Cette hypothèse, on la doit à Claude Schopp, biographe d’Alexandre Dumas qui découvre par hasard, en travaillant sur la correspondance entre Alexandre Dumas fils et George Sand, ces mots à propos du tableau qui fait scandale :
« On ne peint pas de son pinceau le plus délicat et le plus sonore l’interview de Mlle Quéniaux de l’Opéra, pour le Turc qui s’y hébergeait de tems en tems, le tout de grandeur naturelle […] »
Alexandre Dumas fils est particulièrement remonté contre Courbet qui avait pactisé avec la Commune, il lâche donc, ce qui est un secret connu de tous, dans cette lettre à Georges Sand.
Claude Shopp est alors surpris par l’usage du mot » Interview« , anglicisme qui n’était pas encore utilisé à cette époque et d’autre part qui nuit au sens global de la phrase. Il se rend donc à la BNF consulter l’original de la lettre et là, le mot, comme il s’y attendait qui est utilisé par Dumas est « intérieur » ….
» L’interieur de Melle Quéniaux dans lequel le turc s’hébergeait de temps en temps « . C’est dit de façon imagée, mais assez claire pour que Claude Shopp ait alors l’intuition de tenir l’identité du modèle de l’Origine du Monde : Constance Quéniaux.
Il paraît incroyable que l’on découvre l’identité de cette femme par une correspondance de Dumas fils et pas par Courbet, pas par d’autres personnes qui gravitaient dans ce milieu , mais il faut dire que Dumas et Khalil-Bey se connaissaient, mus par leur même passion pour l’art. Certains tableaux sont même passés de l’un chez l’autre.

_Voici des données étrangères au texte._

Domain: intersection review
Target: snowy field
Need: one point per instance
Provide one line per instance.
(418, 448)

Dumas avait donc vu le tableau chez Khalil-Bey, tableau toujours soustrait aux regards, caché là sous un voile vert comme il le sera, plus tard, chez Lacan par un dessin d’André Masson.
Bref.
Dumas fils, lâche sous le coup de la colère, un secret qui au fond, à l’époque, n’en était pas un.

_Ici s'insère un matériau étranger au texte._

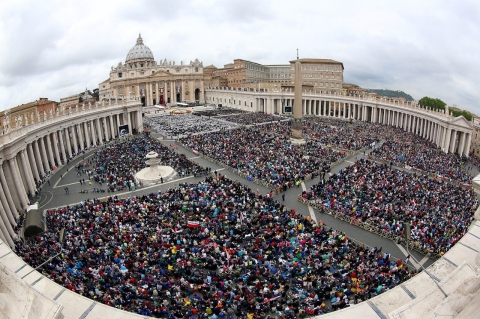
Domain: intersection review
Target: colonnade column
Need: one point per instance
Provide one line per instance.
(87, 134)
(18, 183)
(44, 155)
(466, 151)
(446, 145)
(49, 150)
(453, 141)
(99, 131)
(10, 220)
(55, 147)
(66, 132)
(74, 138)
(112, 128)
(6, 193)
(94, 135)
(38, 158)
(462, 143)
(80, 135)
(60, 135)
(6, 226)
(27, 173)
(32, 160)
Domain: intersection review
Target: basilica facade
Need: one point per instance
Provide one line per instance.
(157, 83)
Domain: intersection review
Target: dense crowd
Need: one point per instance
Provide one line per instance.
(184, 125)
(264, 153)
(381, 195)
(253, 118)
(422, 157)
(215, 249)
(354, 135)
(116, 164)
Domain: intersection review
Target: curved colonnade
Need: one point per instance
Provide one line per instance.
(451, 134)
(29, 292)
(31, 150)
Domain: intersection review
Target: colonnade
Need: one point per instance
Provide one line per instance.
(165, 91)
(26, 162)
(452, 135)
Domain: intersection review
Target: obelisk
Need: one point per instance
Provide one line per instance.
(297, 134)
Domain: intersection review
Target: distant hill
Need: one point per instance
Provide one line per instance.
(391, 93)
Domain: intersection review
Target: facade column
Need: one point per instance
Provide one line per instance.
(87, 134)
(38, 159)
(112, 131)
(466, 151)
(94, 135)
(7, 232)
(462, 143)
(446, 145)
(80, 135)
(33, 165)
(453, 141)
(99, 131)
(18, 183)
(6, 207)
(7, 194)
(66, 132)
(75, 139)
(55, 147)
(150, 93)
(48, 143)
(48, 167)
(130, 127)
(27, 172)
(60, 135)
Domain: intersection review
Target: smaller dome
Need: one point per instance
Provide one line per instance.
(140, 51)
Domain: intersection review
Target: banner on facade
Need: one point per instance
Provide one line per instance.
(123, 130)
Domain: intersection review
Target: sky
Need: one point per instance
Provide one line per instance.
(53, 49)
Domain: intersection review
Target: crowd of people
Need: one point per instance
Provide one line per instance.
(219, 112)
(440, 213)
(425, 158)
(264, 153)
(115, 165)
(214, 249)
(176, 126)
(251, 118)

Mais qui est Constance Quéniaux ?
La jeune femme semble être un brillant exemple de la réussite sociale au XIXe siècle. D’origine modeste, et n’obtenant que des seconds rôles, l’Opéra lui permet d’entrer dans le demi-monde et de s’enrichir par les hommes. C’est dans ces relations demi-mondaines qu’elle rencontre Khalil-Bey et devient une de ses maitresses. La presse d’époque raconte même qu’elle était son porte-bonheur aux jeux de cartes. À la fin de sa vie, Constance Quéniaux met sa richesse au service des malheureux et des orphelins. Son inventaire après décès suggère un train de vie aristocratique, dans sa villa à Cabourg.
Une vie en trois actes, donc.
Elle meurt à Paris le 7 avril 1908. Elle possédait un tableau de Courbet, daté de 1863, représentant un bouquet de fleurs dont des camélias, fleurs associées aux courtisanes, depuis la publication du livre d’Alexandre Dumas fils : La Dame aux Camélias.

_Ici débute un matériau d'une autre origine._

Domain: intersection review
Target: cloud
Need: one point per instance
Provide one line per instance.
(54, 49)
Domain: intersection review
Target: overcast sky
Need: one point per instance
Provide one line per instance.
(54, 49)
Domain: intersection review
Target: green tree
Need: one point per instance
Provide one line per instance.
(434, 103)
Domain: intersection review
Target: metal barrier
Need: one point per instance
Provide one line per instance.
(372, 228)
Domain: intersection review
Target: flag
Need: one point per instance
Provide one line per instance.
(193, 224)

Mais il y a autre chose qui en effet rend plus vraisemblable cette seconde hypothèse du modèle.
Ce tableau de Courbet, sobrement intitulé » Fleurs » qu’on découvre au moment de la vente des biens à l’Hotel Drouot de celle qui est devenue philanthrope possède en son centre, au milieu d’iris, tulipes et primevères, une bien étrange fleur avec une profonde corolle rouge épanouie et ouverte tel un sexe de femme offert au regard des spectateurs.
Etait-ce un cadeau de l’artiste… et un clin d’oeil, un ultime hommage du peintre ?
Quoi qu’il en soit L’origine du monde reste LE tableau universel féminin par excellence.
Tel un talisman, l’oeuvre est assez puissante pour déchainer encore les passions en 2021.